HDA: Mas é a mesma geração, não importa. Fomos educados em depth of knowledge. Conhecimento profundo! Biblioteca, livros... A geração dele (Lucas) é density knowledge. Conhecimento por densidade. Tem acesso a tudo. É tanta informação que é difícil de entender. Na nossa época, história era com Bruno Zevi, modernidade era com Le Corbusier. Havia cânones. Agora nós como professores temos duas alternativas: ou nos colocamos como experientes dizendo que no nosso tempo o significado era este ou dizemos, OK, vamos ver como trabalhamos com esta densidade, vamos ver como isto pode ser uma oportunidade. Por exemplo, vejo que os estudantes da SCI-Arc sabem um pouco de tudo e não sabem muito de nada. Se perguntares a um deles qual seus quatro arquitetos favoritos dirão que não têm nenhum, o que na nossa época era impensável. Lucas, tu tens um arquiteto favorito?

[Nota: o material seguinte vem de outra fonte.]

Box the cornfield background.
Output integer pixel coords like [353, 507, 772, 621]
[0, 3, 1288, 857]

Lucas C. M. Marques: Hum....
(risos)
HDA: Podemos discutir se isto é bom ou ruim. Mas temos que nos adaptar ao fato de que hoje o tempo e a maneira com que recebemos e distribuímos conhecimento são diferentes. Ninguém pode eleger quando mudar o tempo ou quando a cultura muda. As coisas mudam e temos que entender como operar dentro desta lógica. Isto me parece fundamental. Não estamos incorporando esta mudança com serenidade. Estas são as coisas boas e más da densidade. Da democratização do conhecimento. Na música, por exemplo, eu normalmente escutava um Long Play (vinil) inteiro. Não pulava de uma música para outra a cada minuto. Do Brasil eu gostava dos Paralamas do Sucesso. Então comprava um LP por causa de uma música ou duas e escutava inteiro várias vezes. E me dava conta, depois da quarta ou quinta vez, que havia outras músicas que também estavam bem... Então o conhecimento se acumulava de outra maneira. Hoje em dia com o smartphone, posso armar uma playlist com o que há de melhor dos Rollings Stones e escutar só isto. Mas eleger o que tem de melhor, também é bom. É outra forma de entender as coisas. Você (Lucas) escuta música de maneira distinta da que nós consumíamos. Qual é o equivalente disto em arquitetura? Passamos de profundidade para densidade. Temos que aprender como operar com isto. Como sofisticar a densidade. Como ensinar a eles que há tanto à disposição e eles têm que aprender a navegar entre o ruim e o bom.
E para mim boa e má arquitetura não mudam. Mas como se chega a isto muda.